HomeBlogTexas Ranger

Previous arcticle: AI Charts and Dashboards

In our previous posts we talked about the instrumentation of a single page app and how to visualize our app's behaviour on dashboards and charts but so far we have been kind of reactive: We observed/monitored our app and in case of problems we drilled down into dashboards, charts and other AI tools. Wouldn't it be nice to identify potential APM problems earlier in the application lifecycle? There various ways to do so.

Load- and Stress-Tests

Load- and stress-tests are great for finding performance problems before they go to production. Since they require a reasonably powerful system - which should be somehow comparable to the production environment - they are are usually done later in the the application lifecycle, e.g. in a staging environment. Anyone who had the pleasure of taking a non-trivial application from development to staging and to production, might very well know following scenario:

"Burndown Chart"



The burndown chart looks fine during development, unit and functional testing. But as we finish our load-tests on the integration environment, issues keep popping up: Unexpected delays due to network latencies (we now have more physical tiers or services than during dev), congestions on certain services, memory problems due to large session states of many concurrent users, CPU-overhead because of constant conversions of objects between layers and services, inefficient database access strategies, concurrency and locking issues, garbage collector overhead due to caching frameworks and many more. It is in the nature of all of them that that they are hard to identify earlier if we are just looking at performance KPIs like response time. They are only revealed in complex environments with many concurrent real users. If we identify problems late, they tend to become very expensive: The best architects have to work in task forces to solve them, the backlog gets frozen, many load tests are run to narrow down the root cause, reputation might be lost in the market. So our goal is clearly to catch as many of those problems as early as possible. But how do we do that if they show only in complex scenarios? The good news is that we do not have to wait until problems result in bad response time.

Static Code Analysis

Static code Analysis identifies bad code (design and architecture) but as the name suggests, it is static. It can per definition not unveil problems resulting from dynamic dependencies because it would have to simulate the program flow. Let's as an example take a data access service which returns domain objects:

class DataServiceServer {
    getHero(id: number): Hero {
        return this.dataRepo.queryHero("... where id=..."); // Pseudo-code
    }

    getHeroIds(query: string): number[] {
        let ids = this.dataRepo.queryHeroes(query);
        // Check/validate whatever
        return ids;
    }

    dataService.getHeroes(query: string): Hero[] {
        let heroes: Hero[] = [];
        let ids = this.queryHeroIds(query);
        for (let id of ids) {
            heroes.push(this.getHero(id));
        }
        return heroes;
    }
}

Then let's assume we are writing any kind of MVVM app that uses the data service. (We don't want to get into a discussion which data fetching strategy is best for MVVM, so this is just a pseudo code sample.):

class HeroesListComponent {
    public heroes : Hero[] = [];
    private dataServiceClient: DataServiceClient;

    constructor(dataServiceClient: DataServiceClient) {
        this.dataServiceClient = dataServiceClient;
    }

    search(query: string) {
        // DataServiceClient calls DataServiceServer.getHeroes() via REST.
        this.heroes = this.dataServiceClient.getHeroes(query));
    }
}

By looking at this code, we can immediately identify the problem: DataServiceServer creates N+1 queries, N being the number of found heroes. The static analysis can't do much because the consequences depend on the dynamics of N. Unit tests in the development environment would not show any performance problems because everything runs local and even with a few hundred heroes it will not be noticeably slow.

Antipatterns

So load testing and static analysis alone are not good enough. We need something that recognizes problems depending on the dynamics. In the above sample we see the classic N+1 Query antipattern. If we used a tracing tool, we could visualize the problem:

"N + 1"



First we load our hero ids (= first query) and then we load each hero. For 6 heroes, we need 7 queries in total.
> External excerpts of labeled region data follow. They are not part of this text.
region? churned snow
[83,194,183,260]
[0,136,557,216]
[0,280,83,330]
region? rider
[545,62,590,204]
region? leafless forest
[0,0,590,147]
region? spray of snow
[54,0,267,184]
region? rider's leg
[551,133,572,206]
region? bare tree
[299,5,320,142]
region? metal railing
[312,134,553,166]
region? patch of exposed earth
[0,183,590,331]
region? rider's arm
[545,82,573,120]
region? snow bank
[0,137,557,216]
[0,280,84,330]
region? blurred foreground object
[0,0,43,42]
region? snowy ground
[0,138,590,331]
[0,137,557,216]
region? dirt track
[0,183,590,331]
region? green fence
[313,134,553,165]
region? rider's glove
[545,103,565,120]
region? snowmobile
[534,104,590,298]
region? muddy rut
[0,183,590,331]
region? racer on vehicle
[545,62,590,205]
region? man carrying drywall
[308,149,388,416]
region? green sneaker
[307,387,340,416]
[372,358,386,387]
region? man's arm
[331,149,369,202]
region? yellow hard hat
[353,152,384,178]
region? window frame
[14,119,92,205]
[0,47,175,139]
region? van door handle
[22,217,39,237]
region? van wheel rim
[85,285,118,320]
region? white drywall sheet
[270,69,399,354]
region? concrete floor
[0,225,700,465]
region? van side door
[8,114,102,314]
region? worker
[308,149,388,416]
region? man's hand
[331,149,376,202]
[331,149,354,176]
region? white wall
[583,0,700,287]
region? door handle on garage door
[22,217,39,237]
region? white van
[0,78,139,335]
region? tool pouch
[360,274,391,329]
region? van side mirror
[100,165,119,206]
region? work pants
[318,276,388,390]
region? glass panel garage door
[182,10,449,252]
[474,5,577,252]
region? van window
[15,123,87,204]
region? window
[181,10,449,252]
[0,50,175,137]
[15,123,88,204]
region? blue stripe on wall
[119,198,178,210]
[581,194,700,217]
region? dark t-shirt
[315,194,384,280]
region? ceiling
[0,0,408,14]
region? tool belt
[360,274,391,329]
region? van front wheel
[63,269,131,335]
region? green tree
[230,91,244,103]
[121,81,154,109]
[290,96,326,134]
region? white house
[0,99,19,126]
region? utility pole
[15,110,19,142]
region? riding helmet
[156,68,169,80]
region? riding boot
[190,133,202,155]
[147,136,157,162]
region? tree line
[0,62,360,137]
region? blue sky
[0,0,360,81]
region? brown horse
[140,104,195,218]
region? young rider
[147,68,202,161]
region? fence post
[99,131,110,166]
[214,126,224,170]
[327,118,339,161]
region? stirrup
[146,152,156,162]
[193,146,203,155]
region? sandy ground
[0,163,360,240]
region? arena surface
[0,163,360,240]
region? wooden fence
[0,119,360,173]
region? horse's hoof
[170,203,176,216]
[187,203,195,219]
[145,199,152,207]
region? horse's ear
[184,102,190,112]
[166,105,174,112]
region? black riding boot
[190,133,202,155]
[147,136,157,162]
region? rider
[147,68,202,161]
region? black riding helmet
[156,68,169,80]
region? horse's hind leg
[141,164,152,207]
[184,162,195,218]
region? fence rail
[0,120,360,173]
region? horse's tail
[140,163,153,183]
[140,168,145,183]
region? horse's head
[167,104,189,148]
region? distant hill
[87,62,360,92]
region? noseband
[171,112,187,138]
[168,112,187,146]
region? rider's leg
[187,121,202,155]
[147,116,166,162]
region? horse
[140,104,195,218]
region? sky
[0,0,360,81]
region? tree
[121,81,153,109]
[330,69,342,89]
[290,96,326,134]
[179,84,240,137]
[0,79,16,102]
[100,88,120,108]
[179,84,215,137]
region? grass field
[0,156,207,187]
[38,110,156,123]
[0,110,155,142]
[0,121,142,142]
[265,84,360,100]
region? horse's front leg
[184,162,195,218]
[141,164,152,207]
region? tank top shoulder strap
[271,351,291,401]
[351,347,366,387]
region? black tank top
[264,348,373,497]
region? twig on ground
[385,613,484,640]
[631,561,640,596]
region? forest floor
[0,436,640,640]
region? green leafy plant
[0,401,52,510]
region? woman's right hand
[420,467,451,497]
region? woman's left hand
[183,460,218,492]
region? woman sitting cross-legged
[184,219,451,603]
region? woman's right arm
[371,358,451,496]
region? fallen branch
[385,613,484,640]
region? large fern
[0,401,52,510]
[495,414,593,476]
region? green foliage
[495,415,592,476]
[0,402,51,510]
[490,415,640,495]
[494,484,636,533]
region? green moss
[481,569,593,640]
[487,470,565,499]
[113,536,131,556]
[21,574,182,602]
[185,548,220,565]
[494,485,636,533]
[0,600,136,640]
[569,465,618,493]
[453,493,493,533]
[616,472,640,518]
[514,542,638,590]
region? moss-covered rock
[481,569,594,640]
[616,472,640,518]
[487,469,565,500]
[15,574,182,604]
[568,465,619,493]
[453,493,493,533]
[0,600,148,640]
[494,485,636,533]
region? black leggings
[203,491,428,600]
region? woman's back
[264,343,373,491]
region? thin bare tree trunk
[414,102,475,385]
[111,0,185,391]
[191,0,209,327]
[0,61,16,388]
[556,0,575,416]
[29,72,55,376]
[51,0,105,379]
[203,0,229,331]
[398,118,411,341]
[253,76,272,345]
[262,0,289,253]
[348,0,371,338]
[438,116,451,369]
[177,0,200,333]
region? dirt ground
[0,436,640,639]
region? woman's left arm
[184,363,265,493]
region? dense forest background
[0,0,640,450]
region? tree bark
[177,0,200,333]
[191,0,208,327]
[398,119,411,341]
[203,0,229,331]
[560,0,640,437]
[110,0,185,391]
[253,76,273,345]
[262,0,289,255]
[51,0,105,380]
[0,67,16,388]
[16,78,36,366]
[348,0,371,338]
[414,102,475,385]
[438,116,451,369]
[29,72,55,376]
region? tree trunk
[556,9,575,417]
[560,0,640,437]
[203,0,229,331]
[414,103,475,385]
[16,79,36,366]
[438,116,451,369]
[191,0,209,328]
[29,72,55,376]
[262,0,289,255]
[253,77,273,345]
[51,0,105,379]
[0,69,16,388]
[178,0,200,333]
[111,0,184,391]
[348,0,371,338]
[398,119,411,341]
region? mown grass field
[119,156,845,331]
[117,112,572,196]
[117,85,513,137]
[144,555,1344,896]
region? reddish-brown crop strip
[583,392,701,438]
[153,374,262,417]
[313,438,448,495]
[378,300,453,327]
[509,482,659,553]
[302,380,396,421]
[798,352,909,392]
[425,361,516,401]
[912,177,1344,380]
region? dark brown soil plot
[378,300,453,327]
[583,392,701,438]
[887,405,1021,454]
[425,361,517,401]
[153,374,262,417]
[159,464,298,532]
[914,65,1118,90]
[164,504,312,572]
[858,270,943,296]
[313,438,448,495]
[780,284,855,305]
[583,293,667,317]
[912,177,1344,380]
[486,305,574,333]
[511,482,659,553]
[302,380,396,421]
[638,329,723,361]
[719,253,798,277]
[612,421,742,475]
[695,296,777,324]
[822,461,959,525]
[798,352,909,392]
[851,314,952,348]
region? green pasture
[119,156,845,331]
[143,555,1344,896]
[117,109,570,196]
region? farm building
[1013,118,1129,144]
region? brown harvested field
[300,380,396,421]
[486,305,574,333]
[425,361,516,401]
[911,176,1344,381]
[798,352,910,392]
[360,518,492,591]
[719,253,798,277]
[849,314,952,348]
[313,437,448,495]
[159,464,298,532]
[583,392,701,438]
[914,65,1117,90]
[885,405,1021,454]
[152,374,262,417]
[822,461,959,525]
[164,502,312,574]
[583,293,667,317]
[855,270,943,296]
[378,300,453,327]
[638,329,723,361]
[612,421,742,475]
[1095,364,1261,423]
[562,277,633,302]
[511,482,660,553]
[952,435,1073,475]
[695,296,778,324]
Dynamic Architecture Validation

Let's now use AI to analyze our data access. You remeber our previous posts: We used custom events to instrument our client-app.

"N + 1 in AI"



It quickly reveals the anti-pattern: One service call causes many SQL-queries. Thats nice if we try to pin down a problem but it is still reactive.

Use AI Analytics to proactively identify Antipatterns

If we want to identify antipatterns without clicking through every flow in AI (as above), AI Analytics comes into play. It is an analytics engine for querying all the telemetry data that has been collected by AI. It provides a powerful query language and useful charting capabilities.

One of the simplest queries is searching for custom events:

"AI query custom events"



Next we are joining custom events with dependencies and group them by timestamp, event-name and operation-id:

customEvents
 | project timestamp, operation_Id, eventName = name, client_Type
 | where timestamp >= ago(60min) and eventName != "ServiceProfilerSample" and client_Type == "Browser" and notempty(operation_Id)
 | join kind=leftouter  (dependencies)  on operation_Id  
 | summarize nrDeps = count(operation_Id) by timestamp, eventName, operation_Id, type

Finally, we group all by the eventName in the UI:

"Analytics-group by event-name"



And we let Analytics create a chart for us:

"Analytics-group by event-name"



That's what we wanted: Let some tests run in any enviroment (dev, staging, prod) and see at a glance if there any unusual patterns. Even during development, when we are testing with e few hundred domain objects (heroes) only, we know that there will be problem in production.

Last but not least, we put everything on our APM dashboard and that's it!

"Analytics-group by event-name"